Kenji stared at his timer, then at the frame. “Discharge negligible. Containment perfect. Recharge window…fast.” He swallowed. “Faster than I expected.”
Hana laughed in a tiny, breathless way—half relief, half awe. “It worked.”
I couldn’t feel my hands. Not from fear. From the something else that flooded them—warm and electric and quiet all at once. For a second, the ache from Kaien’s drills, the whispers in the halls, the word that followed me like a nailed-on name—they all receded.
Somewhere in the conduits, pressure adjusted with a soft clunk, like the city nodding once.
Mark Zero had answered me.
Not because I was born right. Because we asked and built and tried.
Renji bumped my shoulder with his. “Next time,” he whispered, eyes shining, “we let it cough louder.”
“Next time,” I said.
From the corner of my eye, beyond the culvert’s shadow, across the training yard’s far wall, a figure paused on a walkway and looked our way. Hair caught the light like a spark deciding to be a flame. Even at this distance, the tilt of her chin was unmistakable.

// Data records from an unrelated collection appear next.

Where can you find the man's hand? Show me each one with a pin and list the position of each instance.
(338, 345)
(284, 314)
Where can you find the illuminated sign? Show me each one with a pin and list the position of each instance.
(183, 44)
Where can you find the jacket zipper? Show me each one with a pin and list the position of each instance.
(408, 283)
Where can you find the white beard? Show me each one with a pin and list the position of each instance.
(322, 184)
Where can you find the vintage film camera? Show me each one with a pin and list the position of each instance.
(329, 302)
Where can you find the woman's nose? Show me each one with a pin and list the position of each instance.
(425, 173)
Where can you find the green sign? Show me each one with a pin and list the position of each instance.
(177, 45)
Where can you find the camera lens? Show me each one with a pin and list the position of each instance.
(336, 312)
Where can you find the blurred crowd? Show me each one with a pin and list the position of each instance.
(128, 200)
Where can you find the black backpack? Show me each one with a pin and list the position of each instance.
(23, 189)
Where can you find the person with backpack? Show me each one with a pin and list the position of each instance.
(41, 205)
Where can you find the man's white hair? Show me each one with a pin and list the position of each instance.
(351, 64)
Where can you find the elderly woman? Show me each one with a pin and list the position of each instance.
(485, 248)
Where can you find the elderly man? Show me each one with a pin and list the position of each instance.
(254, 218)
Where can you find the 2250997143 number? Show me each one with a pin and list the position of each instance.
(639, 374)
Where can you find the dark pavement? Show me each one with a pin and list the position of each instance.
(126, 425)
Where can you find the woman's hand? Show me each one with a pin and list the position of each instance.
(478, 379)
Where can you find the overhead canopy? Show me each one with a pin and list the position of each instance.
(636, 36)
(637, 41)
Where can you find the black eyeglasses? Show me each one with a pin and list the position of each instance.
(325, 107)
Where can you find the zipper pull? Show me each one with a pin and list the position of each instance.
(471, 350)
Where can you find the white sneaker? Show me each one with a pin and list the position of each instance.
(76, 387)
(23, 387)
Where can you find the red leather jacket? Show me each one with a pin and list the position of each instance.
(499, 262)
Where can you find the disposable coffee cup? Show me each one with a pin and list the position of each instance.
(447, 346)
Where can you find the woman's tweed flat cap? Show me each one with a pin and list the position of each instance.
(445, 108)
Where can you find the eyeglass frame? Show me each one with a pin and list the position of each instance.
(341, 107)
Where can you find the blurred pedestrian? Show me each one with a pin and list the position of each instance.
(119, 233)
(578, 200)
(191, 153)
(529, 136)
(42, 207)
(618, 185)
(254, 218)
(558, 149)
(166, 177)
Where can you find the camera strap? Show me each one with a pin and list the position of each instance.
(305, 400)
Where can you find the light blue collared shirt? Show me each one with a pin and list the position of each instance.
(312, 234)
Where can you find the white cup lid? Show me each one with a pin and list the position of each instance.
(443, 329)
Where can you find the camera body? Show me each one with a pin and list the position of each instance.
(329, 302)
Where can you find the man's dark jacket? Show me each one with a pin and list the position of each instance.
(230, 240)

Ayaka’s crimson hair burned against the wardlight; her fiery eyes flicked once toward us, unreadable.
Ayaka turned away first.
I looked down at the frame in my hands and felt the story shift by a degree you only notice if you’re the one walking it.
“Feet, not fear,” I murmured.
Renji cocked his head. “Huh?”
“Nothing,” I said, and tucked Mark Zero back into its case as gently as if it were a living thing.
We erased the chalk. We walked back into the school day like we hadn’t been gone. The bells kept time. The banners shone. The wards hummed.
The city still belonged to the gifted.
But for the first time, I could hear a new sound under the song of their light—faint, stubborn, steady.
The click of a mechanism learning my hands.